Most people know what beeswax is, but have you ever thought about what’s in it?
Beeswax is, ultimately, made from nectar. The nectar is gathered by honey bees – hundreds of thousands of honey bees – from a wide range of flowers and trees throughout the year, including bluebells and pussy willow in the Spring, honeysuckle, chives and sunflowers in the summer and lavender and ivy in the Autumn. (Btw – if you’re interested in attracting bees into your garden or window-box, here is a great list of ‘bee-friendly’ flowers, bulbs, trees and shrubs from the British Beekeepers Association.)
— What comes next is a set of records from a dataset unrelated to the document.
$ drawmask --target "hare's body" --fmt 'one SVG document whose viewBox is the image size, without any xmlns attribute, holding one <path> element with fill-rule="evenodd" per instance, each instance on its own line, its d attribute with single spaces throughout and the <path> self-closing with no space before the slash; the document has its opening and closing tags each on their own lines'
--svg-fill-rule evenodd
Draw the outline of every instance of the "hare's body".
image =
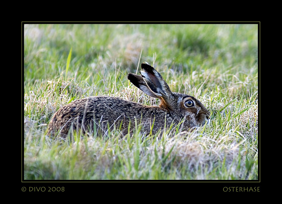
<svg viewBox="0 0 282 204">
<path fill-rule="evenodd" d="M 115 126 L 126 133 L 130 125 L 131 130 L 135 127 L 136 121 L 143 131 L 148 134 L 151 130 L 153 134 L 179 122 L 187 129 L 202 125 L 209 119 L 209 112 L 199 101 L 190 96 L 172 92 L 153 68 L 145 64 L 141 67 L 142 76 L 130 74 L 128 79 L 148 95 L 160 99 L 159 106 L 143 105 L 107 96 L 79 99 L 61 107 L 54 114 L 48 134 L 59 131 L 64 137 L 72 127 L 84 133 L 98 127 L 106 131 Z"/>
</svg>

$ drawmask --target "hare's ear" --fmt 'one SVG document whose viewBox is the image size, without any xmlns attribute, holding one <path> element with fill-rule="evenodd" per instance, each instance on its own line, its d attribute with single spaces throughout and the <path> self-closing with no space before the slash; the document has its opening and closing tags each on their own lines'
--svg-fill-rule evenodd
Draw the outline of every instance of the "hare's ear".
<svg viewBox="0 0 282 204">
<path fill-rule="evenodd" d="M 155 95 L 159 97 L 157 98 L 161 99 L 169 105 L 173 94 L 161 76 L 148 64 L 142 64 L 141 68 L 141 76 L 148 87 Z"/>
<path fill-rule="evenodd" d="M 127 78 L 134 86 L 140 88 L 142 91 L 148 96 L 154 98 L 161 99 L 161 97 L 153 92 L 145 83 L 143 78 L 140 75 L 130 73 L 128 74 Z"/>
</svg>

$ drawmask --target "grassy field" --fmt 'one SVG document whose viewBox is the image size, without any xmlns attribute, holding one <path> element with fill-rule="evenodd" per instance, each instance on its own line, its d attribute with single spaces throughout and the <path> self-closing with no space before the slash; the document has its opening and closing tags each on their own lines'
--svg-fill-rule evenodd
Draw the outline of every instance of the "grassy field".
<svg viewBox="0 0 282 204">
<path fill-rule="evenodd" d="M 258 27 L 24 25 L 23 178 L 257 180 Z M 46 136 L 53 114 L 78 99 L 157 104 L 127 79 L 144 61 L 172 91 L 201 101 L 210 124 L 161 137 L 138 130 L 131 137 L 114 130 L 72 141 Z"/>
</svg>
The actual composition of beeswax is quite complex. It consists mainly of naturally occurring (obvs!) esters of fatty acids (a key component of many of the oils we eat such as olive oil and sunflower oil) as well as over 200 other minor components. New beeswax is light yellow in colour, mainly due to the presence of pollen, but over time it darkens to a golden yellow
It’s amazing how much work goes into producing just a small amount of beeswax:
- To make a jar of honey (1lb or 454g) the bees need to gather nectar from around 2 million flowers – flying about 55,000 miles (more than twice around the world)
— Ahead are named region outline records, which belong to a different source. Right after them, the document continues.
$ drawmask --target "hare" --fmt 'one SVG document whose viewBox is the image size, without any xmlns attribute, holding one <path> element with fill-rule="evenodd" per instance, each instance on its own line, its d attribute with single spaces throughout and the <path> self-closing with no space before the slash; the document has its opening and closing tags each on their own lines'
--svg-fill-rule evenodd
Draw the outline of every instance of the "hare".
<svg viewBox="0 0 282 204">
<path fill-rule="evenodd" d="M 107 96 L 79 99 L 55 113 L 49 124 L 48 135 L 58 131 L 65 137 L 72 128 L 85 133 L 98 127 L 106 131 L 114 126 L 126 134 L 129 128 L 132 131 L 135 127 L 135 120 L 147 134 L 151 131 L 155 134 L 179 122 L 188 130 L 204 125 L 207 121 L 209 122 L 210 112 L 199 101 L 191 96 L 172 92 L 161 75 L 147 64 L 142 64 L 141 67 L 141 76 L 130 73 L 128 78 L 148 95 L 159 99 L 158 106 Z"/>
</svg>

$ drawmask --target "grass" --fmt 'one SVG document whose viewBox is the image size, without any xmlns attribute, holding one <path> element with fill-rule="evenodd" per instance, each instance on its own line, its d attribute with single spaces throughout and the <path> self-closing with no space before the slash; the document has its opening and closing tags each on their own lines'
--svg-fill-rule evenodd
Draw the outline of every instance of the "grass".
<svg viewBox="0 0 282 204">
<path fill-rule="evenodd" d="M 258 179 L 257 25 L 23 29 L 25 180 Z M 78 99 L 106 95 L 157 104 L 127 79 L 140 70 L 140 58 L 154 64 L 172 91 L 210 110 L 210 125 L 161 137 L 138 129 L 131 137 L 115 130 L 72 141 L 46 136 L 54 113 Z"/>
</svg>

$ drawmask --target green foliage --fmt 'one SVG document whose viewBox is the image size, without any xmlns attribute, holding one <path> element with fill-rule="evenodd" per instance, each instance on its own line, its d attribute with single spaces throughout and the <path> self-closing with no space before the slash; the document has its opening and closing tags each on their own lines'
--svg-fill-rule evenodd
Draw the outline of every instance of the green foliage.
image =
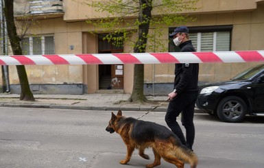
<svg viewBox="0 0 264 168">
<path fill-rule="evenodd" d="M 145 49 L 143 38 L 148 41 L 149 51 L 156 51 L 156 46 L 159 51 L 166 51 L 164 43 L 159 39 L 163 34 L 161 29 L 165 27 L 182 25 L 187 21 L 192 21 L 193 18 L 181 12 L 187 10 L 195 10 L 195 7 L 198 0 L 106 0 L 101 1 L 85 1 L 84 4 L 99 12 L 108 14 L 106 18 L 97 20 L 88 20 L 88 23 L 95 27 L 100 27 L 109 33 L 105 40 L 111 41 L 112 45 L 120 47 L 125 41 L 140 50 Z M 148 6 L 152 7 L 152 16 L 147 16 L 142 12 Z M 139 32 L 140 27 L 149 23 L 149 29 L 154 30 L 152 34 L 143 34 L 141 38 L 132 39 L 132 34 Z M 95 30 L 91 32 L 97 34 Z M 163 47 L 160 47 L 163 46 Z"/>
</svg>

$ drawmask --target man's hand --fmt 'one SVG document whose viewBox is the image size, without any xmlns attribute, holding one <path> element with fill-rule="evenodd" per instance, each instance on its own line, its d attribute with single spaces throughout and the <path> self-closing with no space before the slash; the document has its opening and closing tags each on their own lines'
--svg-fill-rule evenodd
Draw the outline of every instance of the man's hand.
<svg viewBox="0 0 264 168">
<path fill-rule="evenodd" d="M 169 93 L 168 94 L 168 99 L 169 99 L 169 100 L 172 100 L 175 97 L 176 97 L 177 95 L 177 93 L 175 93 L 175 92 L 171 92 L 171 93 Z"/>
</svg>

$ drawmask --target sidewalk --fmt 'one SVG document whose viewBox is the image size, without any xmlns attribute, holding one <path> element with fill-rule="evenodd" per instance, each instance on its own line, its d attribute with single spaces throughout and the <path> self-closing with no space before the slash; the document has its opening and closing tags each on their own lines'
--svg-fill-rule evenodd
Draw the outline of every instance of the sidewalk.
<svg viewBox="0 0 264 168">
<path fill-rule="evenodd" d="M 160 104 L 161 106 L 153 111 L 166 112 L 168 102 L 165 102 L 167 96 L 147 96 L 149 100 L 157 101 L 156 104 L 136 104 L 118 103 L 125 101 L 130 94 L 85 94 L 85 95 L 34 95 L 35 101 L 19 100 L 20 95 L 0 94 L 0 106 L 23 107 L 23 108 L 45 108 L 75 109 L 88 110 L 135 110 L 149 111 Z M 195 109 L 195 112 L 200 110 Z"/>
</svg>

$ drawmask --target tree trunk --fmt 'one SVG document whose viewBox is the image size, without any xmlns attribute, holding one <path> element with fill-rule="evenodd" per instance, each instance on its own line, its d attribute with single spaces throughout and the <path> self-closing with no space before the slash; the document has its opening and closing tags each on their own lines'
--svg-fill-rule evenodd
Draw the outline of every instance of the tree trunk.
<svg viewBox="0 0 264 168">
<path fill-rule="evenodd" d="M 145 53 L 146 49 L 149 22 L 152 17 L 152 0 L 140 0 L 139 14 L 139 38 L 134 47 L 134 53 Z M 144 95 L 144 64 L 135 64 L 134 68 L 133 91 L 128 101 L 143 103 L 147 101 Z"/>
<path fill-rule="evenodd" d="M 20 46 L 21 38 L 16 34 L 16 27 L 14 19 L 14 0 L 4 0 L 4 13 L 6 19 L 7 30 L 9 40 L 11 44 L 14 55 L 22 55 L 22 49 Z M 27 80 L 27 73 L 24 65 L 16 66 L 17 73 L 19 77 L 21 93 L 21 100 L 34 101 L 35 99 L 30 91 Z"/>
</svg>

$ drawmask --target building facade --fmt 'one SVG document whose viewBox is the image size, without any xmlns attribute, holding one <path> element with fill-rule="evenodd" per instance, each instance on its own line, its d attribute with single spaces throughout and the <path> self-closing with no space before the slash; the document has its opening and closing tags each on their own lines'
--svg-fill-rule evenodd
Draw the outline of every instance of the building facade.
<svg viewBox="0 0 264 168">
<path fill-rule="evenodd" d="M 24 54 L 131 52 L 132 47 L 127 44 L 123 47 L 112 46 L 103 40 L 108 32 L 86 22 L 104 17 L 104 14 L 99 14 L 84 1 L 14 0 L 19 33 L 23 34 L 22 25 L 27 23 L 25 20 L 34 21 L 28 22 L 30 24 L 21 42 Z M 261 32 L 264 30 L 264 0 L 200 0 L 197 7 L 195 11 L 183 13 L 195 18 L 195 21 L 184 25 L 189 27 L 191 40 L 197 51 L 264 49 L 264 34 Z M 177 26 L 179 25 L 162 28 L 163 35 L 159 38 L 165 44 L 169 43 L 166 45 L 167 51 L 177 51 L 168 43 L 169 34 Z M 99 33 L 91 33 L 95 30 Z M 199 82 L 228 80 L 256 64 L 259 62 L 200 64 Z M 170 92 L 174 64 L 144 66 L 145 93 L 167 95 Z M 19 93 L 16 67 L 9 66 L 8 69 L 11 92 Z M 34 93 L 131 93 L 132 91 L 133 64 L 27 65 L 26 70 Z"/>
</svg>

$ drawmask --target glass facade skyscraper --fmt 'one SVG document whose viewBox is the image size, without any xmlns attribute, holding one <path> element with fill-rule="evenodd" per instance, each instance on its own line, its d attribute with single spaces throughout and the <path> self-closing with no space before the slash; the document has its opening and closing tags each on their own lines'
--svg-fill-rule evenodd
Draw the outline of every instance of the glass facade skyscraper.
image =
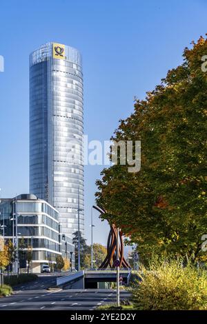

- The bees convert this honey into wax – it takes about 800g of honey to produce 100g wax.
- The bees make the wax as tiny wax scales (each about the size of a pin head). 1g of wax contains around 1,000 of these scales.
- Therefore, each tin of Neve’s Bees Lipbalm has been made from approximately 2,000 wax scales created from 16g of honey gathered from around 70,000 Oxfordshire blossoms!